Last week, I took my 4 year old daughter to get screened so that she can start kindergarten next fall. As I understand it, schools like to know where your kids are before they start so that they know how best to meet them where they are (at least that was my interpretation of this process).
I picked my daughter up from daycare shortly after 12.30. Our appointment was at 1 p.m. and even though I had to drive around a bit to find a place to park, we make it in time. We walked into the early childhood screening center and the receptionist asked me our names and to confirm our appointment time. Which we proceeded to do. She then asked me if my daughter was Somali to which I answered no. She then told me that somehow in the registration process, our family was recorded as a Somali speaking. My guess is that they took one look at my daughter’s name, a long West African name, and her race and assumed that the only logical conclusion was that she was Somali given the large population present in the Twin Cities. They were wrong, and in a big way, but at this point I assume that they will simply make the correction and move on, right.
After registration, an older African American male approached me and let me know that he would be the one testing my daughter. He engaged us a little bit before whisking her off to the testing room. I know that my daughter is smart and prepared for this test, due to all of the hard work and dedication of her daycare teacher, so I am not in the least bit worried about how she will perform. Once the testing was done, the man returned my daughter to me and after some time, a white woman came in to walk me through her test results. When she told me that my daughter scored 50 out of 50, it only confirmed what I have always known to be true – that she is beautiful genius!

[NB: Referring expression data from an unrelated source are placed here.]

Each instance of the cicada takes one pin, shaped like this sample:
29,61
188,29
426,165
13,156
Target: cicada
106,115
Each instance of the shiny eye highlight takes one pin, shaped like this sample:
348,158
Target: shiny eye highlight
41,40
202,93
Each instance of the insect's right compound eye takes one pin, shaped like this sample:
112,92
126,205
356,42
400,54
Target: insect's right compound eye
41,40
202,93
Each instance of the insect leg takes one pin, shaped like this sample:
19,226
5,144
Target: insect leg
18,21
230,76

After giving me my daughter’s test score, she went over all of the areas where she was evaluated. As she did, I thought to myself that all of these things seemed pretty basic in comparison to the things that my daughter was learning at school but I assumed the discrepancy was because my daughter’s teacher is way a head of the ball. Way a head. But when I received a print out of her results, which would be handed over to the schools that we applied to in the near future, I noticed that towards the bottom of the report that they had my daughter recorded as Somali.

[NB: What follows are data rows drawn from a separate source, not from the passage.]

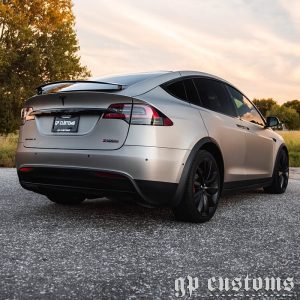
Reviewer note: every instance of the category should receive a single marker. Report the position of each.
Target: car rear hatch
(76, 120)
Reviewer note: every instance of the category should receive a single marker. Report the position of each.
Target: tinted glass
(191, 92)
(244, 107)
(177, 90)
(129, 79)
(214, 96)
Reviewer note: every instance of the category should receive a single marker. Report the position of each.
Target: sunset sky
(253, 44)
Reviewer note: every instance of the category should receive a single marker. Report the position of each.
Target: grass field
(292, 140)
(8, 145)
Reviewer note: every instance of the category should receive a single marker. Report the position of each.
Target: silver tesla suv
(176, 139)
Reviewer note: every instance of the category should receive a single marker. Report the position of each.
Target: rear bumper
(150, 174)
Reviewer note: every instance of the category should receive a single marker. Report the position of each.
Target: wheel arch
(208, 144)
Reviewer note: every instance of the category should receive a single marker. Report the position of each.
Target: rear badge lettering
(64, 123)
(110, 141)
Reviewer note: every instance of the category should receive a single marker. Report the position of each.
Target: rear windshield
(106, 83)
(129, 79)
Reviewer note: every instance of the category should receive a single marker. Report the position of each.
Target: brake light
(25, 169)
(120, 111)
(25, 114)
(137, 114)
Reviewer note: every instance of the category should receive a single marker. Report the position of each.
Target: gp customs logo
(244, 285)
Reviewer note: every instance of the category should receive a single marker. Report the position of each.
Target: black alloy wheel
(280, 177)
(202, 190)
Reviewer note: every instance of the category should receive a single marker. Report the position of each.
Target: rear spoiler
(42, 89)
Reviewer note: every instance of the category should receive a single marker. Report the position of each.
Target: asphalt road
(110, 250)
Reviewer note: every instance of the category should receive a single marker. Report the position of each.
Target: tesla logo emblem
(110, 141)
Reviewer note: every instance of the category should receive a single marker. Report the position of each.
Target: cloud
(242, 41)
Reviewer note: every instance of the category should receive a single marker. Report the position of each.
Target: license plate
(65, 124)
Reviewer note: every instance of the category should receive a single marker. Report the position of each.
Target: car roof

I immediately interrupted the counselor and questioned as to why this was understanding all of negative impacts this could have on her future – labeling her as ELL, not expecting her to do as well as the other children, etc. She responded that since she ended up being registered as Somali that they gave her a test designed for Somali students (though administered in English). I protested and once again stated that my daughter is not Somali, and the counselor insisted that it was okay because the test was not that much different. “Well, how different are they?” I asked. “Not much,” she replied. I continued to lay into her, asking for specifics and she eventually told me that the test for English speaking families included colors and body parts, which were not included on the test for Somali speakers. She asked me if I wanted my daughter tested in those areas to which I gave a resounding yes. Duh!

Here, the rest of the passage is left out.